Rollade van zeewolf met krieltjes en beurre blanc
bereiding
-
1
Verwarm de oven voor op 185°C. Maak de beurre blanc. Pel en snipper de sjalot en de knoflook. Doe de sjalot, de knoflook, de witte wijn, de appelazijn, de laurier en de tijm samen met 100 milliliter water in een steelpannetje en laat tot 1/3 inkoken. Zet opzij.
-
2
Bereid de vis. Pel en snipper de sjalot en de knoflook. Stoof de sjalot en de knoflook zacht in olijfolie. Kook de erwtjes 1 minuut in gezouten water, giet ze af en laat ze afkoelen onder koud stromend water.
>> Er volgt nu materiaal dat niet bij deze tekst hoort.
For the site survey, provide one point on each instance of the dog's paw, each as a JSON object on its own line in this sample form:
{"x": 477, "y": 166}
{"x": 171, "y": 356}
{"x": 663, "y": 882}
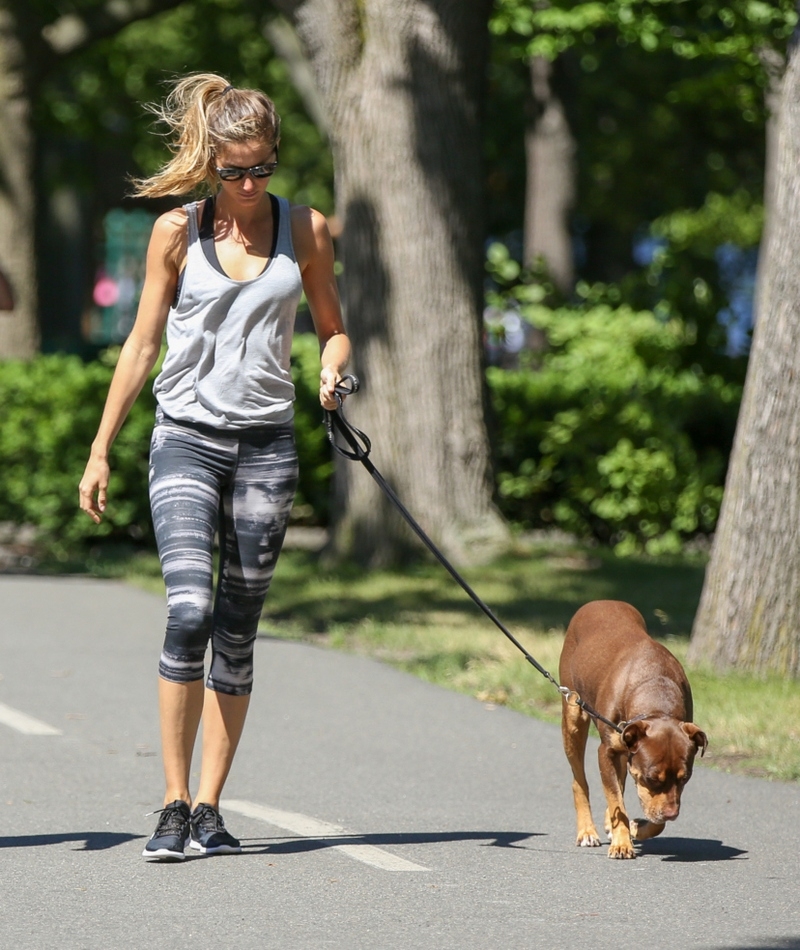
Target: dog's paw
{"x": 621, "y": 850}
{"x": 588, "y": 839}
Doe de erwtjes en de verse kruiden in een blender en hak alles grof. Meng de erwtenpuree met de gebakken sjalot en knoflook en breng op smaak met citroensap, peper en zout.
-
3
Snij de visfilet(s) overlangs open tot een grote platte lap. Kruid de vis met peper en zout en beleg met de erwtenmengeling. Rol de vis stevig op en bind ‘m vast met keukentouw. Leg de rollade in een ovenschaal, kruid met peper en zout, besprenkel met olijfolie en bak ze 15 à 20 minuten in de oven.
-
4
Spoel de krieltjes. Kook ze beetgaar in gezouten water en hou ze warm.
-
5
Breng voor de saus 70 milliliter van de reductie met de room aan de kook. Voeg klontje per klontje de boter toe en blijf kloppen met een garde tot de boter is opgenomen. Kruid met peper en zout.
-
6
Roerbak de zeekraal 1 minuut in de wok. Snij de visrollade in plakjes en serveer ze met de saus en de krieltjes. Werk af met de zeekraal.